NULIDAD, SEPARACIÓN Y DISOLUCIÓN DEL MATRIMONIO: SUS CAUSAS Y EFECTOS

INSCRIPCIÓN EN EL REGISTRO CIVIL OPORTUNO.-

La inscripción del matrimonio en el Registro Civil, se encuentra regulada en los artículos 61 a 65 del Código Civil:

En tal sentido, El matrimonio produce efectos civiles desde su celebración.

Para el pleno reconocimiento de los mismos será necesaria su inscripción en el Registro Civil.

El matrimonio no inscrito no perjudicará los derechos adquiridos de buena fe por terceras personas.

El Juez, Alcalde o funcionario ante quien se celebre el matrimonio extenderá, inmediatamente después de celebrado, la inscripción o el acta correspondiente con su firma y la de los contrayentes y testigos.

Asimismo, practicada la inscripción o extendida el acta, el Juez, Alcalde o funcionario entregará a cada uno de los contrayentes documento acreditativo de la celebración del matrimonio.

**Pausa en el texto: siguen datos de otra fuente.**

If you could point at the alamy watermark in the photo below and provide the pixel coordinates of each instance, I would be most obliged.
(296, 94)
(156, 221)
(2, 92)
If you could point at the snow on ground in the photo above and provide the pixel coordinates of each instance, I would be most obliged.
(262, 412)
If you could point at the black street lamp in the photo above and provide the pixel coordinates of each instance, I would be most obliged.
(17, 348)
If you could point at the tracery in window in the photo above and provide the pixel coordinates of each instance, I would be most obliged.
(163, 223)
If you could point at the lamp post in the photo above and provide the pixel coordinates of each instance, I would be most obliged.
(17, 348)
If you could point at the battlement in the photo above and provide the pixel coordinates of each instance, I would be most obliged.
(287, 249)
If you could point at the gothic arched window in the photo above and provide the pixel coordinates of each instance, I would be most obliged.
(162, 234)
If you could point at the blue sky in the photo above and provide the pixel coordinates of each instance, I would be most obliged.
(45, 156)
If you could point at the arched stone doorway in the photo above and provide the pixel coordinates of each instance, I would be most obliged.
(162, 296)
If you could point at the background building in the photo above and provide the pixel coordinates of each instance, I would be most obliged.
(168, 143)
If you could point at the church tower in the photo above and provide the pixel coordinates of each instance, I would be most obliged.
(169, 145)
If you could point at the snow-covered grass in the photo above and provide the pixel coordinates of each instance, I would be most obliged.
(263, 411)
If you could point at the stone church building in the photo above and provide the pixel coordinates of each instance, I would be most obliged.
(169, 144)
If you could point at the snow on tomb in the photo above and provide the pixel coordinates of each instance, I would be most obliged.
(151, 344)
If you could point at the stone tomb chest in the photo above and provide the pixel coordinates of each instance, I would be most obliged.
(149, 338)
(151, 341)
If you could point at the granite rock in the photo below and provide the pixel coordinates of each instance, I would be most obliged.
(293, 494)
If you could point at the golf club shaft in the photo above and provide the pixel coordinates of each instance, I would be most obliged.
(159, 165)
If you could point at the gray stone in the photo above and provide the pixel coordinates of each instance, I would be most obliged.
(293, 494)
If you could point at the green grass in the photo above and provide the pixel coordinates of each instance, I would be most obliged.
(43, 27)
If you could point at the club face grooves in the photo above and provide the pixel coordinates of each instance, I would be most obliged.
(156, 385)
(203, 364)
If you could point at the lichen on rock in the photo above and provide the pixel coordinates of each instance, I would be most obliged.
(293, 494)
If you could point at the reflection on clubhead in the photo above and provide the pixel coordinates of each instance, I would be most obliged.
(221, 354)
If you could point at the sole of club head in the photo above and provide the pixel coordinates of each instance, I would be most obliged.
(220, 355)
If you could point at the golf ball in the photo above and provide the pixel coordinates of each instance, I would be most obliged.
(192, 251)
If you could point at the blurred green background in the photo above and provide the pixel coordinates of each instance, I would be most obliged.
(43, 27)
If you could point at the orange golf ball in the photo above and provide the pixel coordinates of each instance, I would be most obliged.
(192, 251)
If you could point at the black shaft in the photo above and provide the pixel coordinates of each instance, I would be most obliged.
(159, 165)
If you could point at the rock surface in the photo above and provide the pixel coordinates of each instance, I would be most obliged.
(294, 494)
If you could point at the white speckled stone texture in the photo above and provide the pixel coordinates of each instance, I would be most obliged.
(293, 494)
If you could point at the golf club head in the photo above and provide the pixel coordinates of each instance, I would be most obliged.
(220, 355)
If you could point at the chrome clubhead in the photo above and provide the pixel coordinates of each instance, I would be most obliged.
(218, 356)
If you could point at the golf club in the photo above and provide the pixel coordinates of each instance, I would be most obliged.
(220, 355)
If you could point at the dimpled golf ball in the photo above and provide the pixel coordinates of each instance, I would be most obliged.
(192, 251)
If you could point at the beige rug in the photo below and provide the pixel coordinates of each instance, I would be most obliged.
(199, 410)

La inscripción del matrimonio celebrado en España en forma religiosa se practicará con la simple presentación de la certificación de la Iglesia o confesión respectiva, que habrá de expresar las circunstancias exigidas por la legislación del Registro Civil.

Se denegará la práctica del asiento cuando de los documentos presentados o de los asientos del Registro conste que el matrimonio no reúne los requisitos que para su validez se exigen en este título.

Para el reconocimiento de matrimonio secreto basta su inscripción en el libro especial del Registro Civil Central, pero no perjudicará los derechos adquiridos de buena fe por terceras personas sino desde su publicación en el registro Civil ordinario.

Salvo lo dispuesto en el artículo 63, en todos los demás casos en que el matrimonio se hubiere celebrado sin haberse tramitado el correspondiente expediente, el Juez o funcionario encargado del Registro, antes de practicar la inscripción, deberá comprobar si concurren los requisitos legales para su celebración.

De lo dispuesto en estos artículos se deduce que los matrimonios no inscritos son válidos y eficaces en todo lo que se refiere a las relaciones personales y patrimoniales entre los cónyuges. Por tanto, sólo las terceras personas de buena fe podrán considerar a los cónyuges como no casados siempre que, además, invoquen un derecho adquirido de naturaleza patrimonial, tal y como ha confirmado la D.G.R.N. en varias resoluciones.